Question

Find the value of $2\sin {30^0}\cos {30^0}$
$
  (a){\text{ tan3}}{{\text{0}}^0} \\
  (b){\text{ cos6}}{{\text{0}}^0} \\
  (c){\text{ sin6}}{{\text{0}}^0} \\
  (d){\text{ cot6}}{{\text{0}}^0} \\
$

Answer 1

Hint: In this question we have to find the value of the given expression, simply use the trigonometric identity that is $\sin 2A = 2\sin A\cos A$, to get the answer.
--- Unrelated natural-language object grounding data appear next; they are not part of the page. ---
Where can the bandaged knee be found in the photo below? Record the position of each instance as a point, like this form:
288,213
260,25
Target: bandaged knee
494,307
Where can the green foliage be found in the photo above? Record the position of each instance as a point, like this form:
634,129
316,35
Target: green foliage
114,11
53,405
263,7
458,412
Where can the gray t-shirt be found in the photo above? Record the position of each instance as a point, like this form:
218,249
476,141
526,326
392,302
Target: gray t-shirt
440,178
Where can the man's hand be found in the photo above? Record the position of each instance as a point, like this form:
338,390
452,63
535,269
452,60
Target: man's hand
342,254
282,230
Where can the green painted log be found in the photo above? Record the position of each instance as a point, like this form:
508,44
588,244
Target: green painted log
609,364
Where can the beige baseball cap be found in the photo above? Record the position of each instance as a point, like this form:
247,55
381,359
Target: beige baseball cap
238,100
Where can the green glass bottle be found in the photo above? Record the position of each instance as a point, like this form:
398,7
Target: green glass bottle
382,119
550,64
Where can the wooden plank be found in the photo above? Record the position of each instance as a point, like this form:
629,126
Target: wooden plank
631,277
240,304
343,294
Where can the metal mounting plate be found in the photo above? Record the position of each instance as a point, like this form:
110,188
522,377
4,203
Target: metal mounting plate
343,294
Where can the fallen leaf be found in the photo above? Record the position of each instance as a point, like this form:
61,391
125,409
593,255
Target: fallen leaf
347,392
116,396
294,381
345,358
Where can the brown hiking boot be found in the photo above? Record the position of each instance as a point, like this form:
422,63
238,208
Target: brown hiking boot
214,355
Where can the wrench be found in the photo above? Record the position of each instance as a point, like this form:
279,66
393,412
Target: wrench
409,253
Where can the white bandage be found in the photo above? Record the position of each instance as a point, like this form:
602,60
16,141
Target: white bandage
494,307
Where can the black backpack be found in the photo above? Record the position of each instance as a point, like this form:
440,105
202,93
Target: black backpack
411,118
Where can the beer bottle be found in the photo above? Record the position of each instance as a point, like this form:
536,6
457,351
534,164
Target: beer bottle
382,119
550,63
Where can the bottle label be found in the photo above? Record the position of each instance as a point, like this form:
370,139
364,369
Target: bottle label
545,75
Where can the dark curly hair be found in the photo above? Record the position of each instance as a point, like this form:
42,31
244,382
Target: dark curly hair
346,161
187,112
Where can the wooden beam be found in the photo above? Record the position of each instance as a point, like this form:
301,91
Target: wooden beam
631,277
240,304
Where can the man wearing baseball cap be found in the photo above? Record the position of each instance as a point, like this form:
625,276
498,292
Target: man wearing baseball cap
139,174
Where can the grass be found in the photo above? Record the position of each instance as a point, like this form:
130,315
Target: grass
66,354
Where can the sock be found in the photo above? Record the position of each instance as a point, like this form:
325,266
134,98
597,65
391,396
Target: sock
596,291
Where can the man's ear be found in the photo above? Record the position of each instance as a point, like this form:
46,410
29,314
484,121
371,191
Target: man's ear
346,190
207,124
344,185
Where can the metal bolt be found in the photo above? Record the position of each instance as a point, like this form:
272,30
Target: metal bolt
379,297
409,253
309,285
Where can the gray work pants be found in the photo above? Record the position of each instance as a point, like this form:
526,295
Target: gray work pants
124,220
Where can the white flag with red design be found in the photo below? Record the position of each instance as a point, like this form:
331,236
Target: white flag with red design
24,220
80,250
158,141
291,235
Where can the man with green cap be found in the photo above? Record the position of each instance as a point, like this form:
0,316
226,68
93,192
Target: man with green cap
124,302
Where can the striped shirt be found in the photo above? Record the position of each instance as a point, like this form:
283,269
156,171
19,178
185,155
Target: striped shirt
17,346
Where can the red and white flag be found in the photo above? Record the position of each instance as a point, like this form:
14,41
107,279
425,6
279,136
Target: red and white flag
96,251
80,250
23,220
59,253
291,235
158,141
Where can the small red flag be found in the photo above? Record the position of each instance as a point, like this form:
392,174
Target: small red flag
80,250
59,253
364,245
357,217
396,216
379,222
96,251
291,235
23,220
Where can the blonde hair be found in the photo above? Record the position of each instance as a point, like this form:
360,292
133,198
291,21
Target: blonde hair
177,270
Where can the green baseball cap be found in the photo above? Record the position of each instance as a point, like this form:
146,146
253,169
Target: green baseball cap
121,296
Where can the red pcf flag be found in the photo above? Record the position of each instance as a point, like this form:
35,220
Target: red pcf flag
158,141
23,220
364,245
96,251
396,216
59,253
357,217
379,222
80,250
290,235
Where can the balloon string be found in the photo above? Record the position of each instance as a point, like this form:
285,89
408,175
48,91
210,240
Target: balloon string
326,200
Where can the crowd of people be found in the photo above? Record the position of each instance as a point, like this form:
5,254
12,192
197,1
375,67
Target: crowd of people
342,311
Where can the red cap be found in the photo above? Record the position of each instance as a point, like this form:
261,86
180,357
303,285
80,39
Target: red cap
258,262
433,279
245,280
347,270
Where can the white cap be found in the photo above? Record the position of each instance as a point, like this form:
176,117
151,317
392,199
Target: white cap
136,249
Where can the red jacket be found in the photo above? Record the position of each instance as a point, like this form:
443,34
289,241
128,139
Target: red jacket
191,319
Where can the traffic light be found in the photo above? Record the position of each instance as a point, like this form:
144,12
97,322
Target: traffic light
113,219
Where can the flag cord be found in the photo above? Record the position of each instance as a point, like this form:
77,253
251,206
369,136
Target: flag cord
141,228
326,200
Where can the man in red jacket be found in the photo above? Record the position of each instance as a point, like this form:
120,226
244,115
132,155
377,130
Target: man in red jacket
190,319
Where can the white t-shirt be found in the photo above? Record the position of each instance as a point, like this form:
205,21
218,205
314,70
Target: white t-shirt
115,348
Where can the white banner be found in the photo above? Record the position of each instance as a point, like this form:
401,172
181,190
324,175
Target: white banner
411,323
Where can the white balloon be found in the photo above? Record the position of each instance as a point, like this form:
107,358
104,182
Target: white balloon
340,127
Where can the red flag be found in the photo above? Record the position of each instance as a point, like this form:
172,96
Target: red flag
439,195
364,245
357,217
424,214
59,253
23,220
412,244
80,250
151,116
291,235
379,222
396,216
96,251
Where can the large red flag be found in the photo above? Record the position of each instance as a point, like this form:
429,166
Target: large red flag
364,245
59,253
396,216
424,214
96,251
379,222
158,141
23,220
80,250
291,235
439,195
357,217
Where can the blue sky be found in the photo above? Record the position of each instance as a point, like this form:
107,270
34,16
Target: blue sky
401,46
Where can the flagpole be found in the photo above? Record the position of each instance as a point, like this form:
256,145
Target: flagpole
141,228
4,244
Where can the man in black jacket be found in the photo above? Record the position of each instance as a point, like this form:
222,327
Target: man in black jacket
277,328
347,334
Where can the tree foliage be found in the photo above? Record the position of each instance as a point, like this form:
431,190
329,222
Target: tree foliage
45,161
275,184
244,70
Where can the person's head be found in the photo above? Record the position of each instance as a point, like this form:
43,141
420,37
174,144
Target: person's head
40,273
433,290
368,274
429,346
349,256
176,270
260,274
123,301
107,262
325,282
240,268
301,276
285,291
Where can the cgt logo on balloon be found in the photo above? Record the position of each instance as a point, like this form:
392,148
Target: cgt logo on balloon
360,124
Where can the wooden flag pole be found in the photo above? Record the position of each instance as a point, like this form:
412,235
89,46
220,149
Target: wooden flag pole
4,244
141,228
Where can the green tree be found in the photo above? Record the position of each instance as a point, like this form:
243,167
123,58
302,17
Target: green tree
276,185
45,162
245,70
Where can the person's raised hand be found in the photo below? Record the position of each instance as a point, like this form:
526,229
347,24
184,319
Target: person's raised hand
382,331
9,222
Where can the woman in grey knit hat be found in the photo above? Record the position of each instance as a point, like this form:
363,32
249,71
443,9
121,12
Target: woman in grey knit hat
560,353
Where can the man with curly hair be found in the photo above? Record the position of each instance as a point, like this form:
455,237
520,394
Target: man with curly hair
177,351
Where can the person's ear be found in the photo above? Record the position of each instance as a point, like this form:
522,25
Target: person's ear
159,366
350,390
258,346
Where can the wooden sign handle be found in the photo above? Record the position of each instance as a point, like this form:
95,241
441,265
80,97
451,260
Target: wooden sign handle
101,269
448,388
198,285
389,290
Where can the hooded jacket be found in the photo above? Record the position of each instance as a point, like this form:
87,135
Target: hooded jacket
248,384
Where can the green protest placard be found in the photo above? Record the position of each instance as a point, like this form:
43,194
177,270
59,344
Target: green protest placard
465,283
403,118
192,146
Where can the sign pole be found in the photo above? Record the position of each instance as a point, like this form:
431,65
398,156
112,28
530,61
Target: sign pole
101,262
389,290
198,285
Complete step-by-step answer:
Given expression
$2\sin {30^0}\cos {30^0}$
As we know the basic trigonometric identity which is $\left( {\sin 2A = 2\sin A\cos A} \right)$. So use this identity in the above expression we have,
Where $\left[ {A = {{30}^0}} \right]$
$ \Rightarrow 2\sin {30^0}\cos {30^0} = \sin \left( {2 \times {{30}^0}} \right)$
$ \Rightarrow 2\sin {30^0}\cos {30^0} = \sin {60^0}$
So this is the required answer.
Hence option (C) is correct.

Note: Whenever we face such types of problems the key concept is to have a good understanding of the basic trigonometric identities, few have been mentioned above. In trigonometry it is always advisable to grasp the trigonometric identities and it gets perfect with more practice.